Oireachtas Joint and Select Committees

Thursday, 9 May 2019

Joint Oireachtas Committee on Foreign Affairs and Trade, and Defence

Climate Change

Ms Louise Fitzgerald:

With regard to coalition building, I am speaking to this new dynamic understanding of policy that is coming out of social and political science research and how we can harness the feedback effects of policy and understanding the political landscape. This goes beyond just public consultation, which is also a good step. This is also about what policy choices we make and the outcomes and effects they have. To underline what has already been said, feed-in tariffs, for example, have the effect of building powerful coalitions. In Germany there were all sorts of actors who became supportive of the policy and really tried to protect it, including people who may not necessarily have been green-minded. They support it being ratcheted up.

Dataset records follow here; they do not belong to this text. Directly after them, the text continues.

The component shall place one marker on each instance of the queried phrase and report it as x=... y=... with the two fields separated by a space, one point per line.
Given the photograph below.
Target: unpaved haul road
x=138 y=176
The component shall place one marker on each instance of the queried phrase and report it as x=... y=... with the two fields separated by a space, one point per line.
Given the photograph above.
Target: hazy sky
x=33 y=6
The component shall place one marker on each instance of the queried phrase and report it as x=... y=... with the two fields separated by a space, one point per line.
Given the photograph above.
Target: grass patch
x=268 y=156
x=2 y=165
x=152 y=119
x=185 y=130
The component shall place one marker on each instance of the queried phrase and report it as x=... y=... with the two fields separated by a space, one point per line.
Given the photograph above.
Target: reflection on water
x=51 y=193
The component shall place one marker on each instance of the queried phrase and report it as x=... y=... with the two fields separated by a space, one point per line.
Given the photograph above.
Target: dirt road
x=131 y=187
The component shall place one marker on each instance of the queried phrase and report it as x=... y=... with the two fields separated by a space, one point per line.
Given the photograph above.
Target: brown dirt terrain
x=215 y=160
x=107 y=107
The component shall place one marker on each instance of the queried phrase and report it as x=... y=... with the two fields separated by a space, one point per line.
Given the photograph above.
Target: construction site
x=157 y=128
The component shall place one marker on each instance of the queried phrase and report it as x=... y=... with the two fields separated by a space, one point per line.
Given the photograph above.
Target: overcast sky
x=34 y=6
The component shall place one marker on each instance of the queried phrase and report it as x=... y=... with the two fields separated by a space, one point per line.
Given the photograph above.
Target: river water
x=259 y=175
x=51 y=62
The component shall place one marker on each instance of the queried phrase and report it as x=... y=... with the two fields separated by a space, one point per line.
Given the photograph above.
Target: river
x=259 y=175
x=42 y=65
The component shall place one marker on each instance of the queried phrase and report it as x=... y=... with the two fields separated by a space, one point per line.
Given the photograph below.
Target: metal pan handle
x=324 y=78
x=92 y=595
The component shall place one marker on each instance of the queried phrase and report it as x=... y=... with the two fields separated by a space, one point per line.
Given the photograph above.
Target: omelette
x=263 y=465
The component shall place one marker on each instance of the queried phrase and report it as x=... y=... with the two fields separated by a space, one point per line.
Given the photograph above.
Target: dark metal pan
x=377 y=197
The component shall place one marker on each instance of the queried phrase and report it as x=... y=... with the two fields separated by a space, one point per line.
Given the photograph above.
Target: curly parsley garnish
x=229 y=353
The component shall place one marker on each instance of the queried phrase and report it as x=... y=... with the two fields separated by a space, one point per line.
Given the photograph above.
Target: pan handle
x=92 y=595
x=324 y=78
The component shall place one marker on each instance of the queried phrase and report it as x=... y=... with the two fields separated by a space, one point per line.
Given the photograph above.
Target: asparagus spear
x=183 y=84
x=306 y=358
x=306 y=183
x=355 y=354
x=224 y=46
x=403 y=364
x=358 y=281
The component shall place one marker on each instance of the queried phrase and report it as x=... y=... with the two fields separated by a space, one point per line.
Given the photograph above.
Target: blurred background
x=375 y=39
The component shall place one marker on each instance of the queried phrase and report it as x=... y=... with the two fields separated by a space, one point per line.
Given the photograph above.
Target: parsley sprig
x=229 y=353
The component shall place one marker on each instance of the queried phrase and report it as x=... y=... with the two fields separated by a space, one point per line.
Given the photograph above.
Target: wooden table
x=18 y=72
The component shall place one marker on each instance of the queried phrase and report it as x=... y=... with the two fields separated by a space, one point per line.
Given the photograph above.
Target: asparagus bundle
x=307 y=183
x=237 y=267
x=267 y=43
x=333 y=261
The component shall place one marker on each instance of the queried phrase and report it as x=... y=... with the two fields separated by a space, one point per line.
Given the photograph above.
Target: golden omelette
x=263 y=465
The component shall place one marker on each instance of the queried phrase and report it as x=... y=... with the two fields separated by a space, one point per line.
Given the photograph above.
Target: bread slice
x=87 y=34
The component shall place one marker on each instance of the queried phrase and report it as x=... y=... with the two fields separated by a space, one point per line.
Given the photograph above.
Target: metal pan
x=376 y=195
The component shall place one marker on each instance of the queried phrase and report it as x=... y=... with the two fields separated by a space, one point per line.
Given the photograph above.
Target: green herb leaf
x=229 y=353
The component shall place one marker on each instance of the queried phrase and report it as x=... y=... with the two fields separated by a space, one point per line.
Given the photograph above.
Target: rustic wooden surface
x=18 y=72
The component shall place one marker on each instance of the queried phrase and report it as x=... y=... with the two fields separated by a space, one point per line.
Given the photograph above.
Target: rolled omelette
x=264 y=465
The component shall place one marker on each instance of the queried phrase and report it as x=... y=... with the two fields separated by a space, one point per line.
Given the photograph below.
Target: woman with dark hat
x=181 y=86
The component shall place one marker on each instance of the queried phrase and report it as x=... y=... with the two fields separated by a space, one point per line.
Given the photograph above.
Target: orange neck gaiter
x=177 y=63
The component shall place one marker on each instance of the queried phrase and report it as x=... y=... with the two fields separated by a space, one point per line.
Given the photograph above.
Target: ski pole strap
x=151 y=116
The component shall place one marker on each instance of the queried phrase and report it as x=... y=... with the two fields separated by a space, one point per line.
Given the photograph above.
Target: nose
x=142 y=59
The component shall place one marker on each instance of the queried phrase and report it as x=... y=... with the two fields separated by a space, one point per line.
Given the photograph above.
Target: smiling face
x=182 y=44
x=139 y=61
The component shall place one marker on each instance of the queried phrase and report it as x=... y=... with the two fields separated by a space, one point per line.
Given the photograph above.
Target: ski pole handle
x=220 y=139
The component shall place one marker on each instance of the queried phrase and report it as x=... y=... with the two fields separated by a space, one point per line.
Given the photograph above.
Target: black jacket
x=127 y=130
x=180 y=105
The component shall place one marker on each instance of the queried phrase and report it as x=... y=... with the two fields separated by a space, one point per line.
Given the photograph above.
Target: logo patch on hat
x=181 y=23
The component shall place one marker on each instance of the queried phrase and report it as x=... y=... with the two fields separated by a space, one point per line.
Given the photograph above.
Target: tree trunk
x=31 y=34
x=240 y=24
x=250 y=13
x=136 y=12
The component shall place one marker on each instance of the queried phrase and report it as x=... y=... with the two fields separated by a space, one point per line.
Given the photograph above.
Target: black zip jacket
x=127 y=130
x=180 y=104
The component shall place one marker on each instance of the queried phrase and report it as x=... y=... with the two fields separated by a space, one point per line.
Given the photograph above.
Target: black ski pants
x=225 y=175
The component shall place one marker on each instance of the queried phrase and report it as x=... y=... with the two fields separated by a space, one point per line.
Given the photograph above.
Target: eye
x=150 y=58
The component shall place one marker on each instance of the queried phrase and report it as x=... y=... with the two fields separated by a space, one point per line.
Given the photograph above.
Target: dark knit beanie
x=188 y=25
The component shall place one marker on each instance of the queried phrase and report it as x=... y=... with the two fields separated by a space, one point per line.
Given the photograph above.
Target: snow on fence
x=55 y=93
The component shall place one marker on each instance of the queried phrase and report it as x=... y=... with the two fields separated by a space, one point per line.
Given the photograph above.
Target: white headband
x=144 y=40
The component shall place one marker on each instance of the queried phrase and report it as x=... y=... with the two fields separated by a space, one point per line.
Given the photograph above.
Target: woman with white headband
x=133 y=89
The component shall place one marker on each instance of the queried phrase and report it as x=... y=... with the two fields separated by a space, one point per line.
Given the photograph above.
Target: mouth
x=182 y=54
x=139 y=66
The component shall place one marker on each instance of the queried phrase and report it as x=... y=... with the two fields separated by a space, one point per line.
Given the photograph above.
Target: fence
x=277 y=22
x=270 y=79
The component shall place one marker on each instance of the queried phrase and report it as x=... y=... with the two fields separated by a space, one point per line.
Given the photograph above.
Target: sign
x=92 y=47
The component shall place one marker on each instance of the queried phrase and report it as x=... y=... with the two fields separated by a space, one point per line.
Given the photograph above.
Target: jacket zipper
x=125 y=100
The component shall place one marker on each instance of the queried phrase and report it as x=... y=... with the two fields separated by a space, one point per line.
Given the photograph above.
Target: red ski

It is really important to note the social dimension. We have seen the yellow vest movement in France and what happens when we do not have this lens in implementing the decarbonisation policy. There was mention of a just transition and this should not be about climate action versus farmers or peat workers. Farmers are on the front line of climate change and they are already experiencing it. We have seen that with the fodder crisis. The fossil fuel age is collapsing and one way or another, peat workers will see an impact from climate change policy. We must achieve this in a just way.

I will speak briefly to carbon pricing. As I stated, I am drawing on an understanding of policy dynamics. Carbon pricing should be seen as one of many tools in a policy mix. One of the issues is the need to build alternatives and allow people to have alternatives through something like a feed-in tariff. To draw on a German case, there was a delay in trying to implement carbon pricing through the emissions trading system and, essentially, there was neglect of the areas of transport, heating and the idea of a more systemic just transition. Now the country is facing the consequences, so we would do well to learn from their mistakes and not have this happen with carbon price implementation in Ireland. Green industrial support, citizen energy, bans and moratoriums can be used. The paper I quoted was by Mr. Fergus Green and Dr. Richard Denniss from 2017 and it is available online. They argue that supply-side bans have a host of advantages and gain much support, including from actors like the fossil fuel industry, which we might not expect.

Citizen energy feeds into the transformative elements and resilience in communities and globally. It builds more community resilience and this enables communities to face climate change issues. That work comes from people like Mr. Craig Morris. There is a need to look locally but also globally at what is coming. People in Mozambique are panicking, for example, and people across the global South already facing the impact of climate change are panicking. We would do well to respond right now to what we are all facing.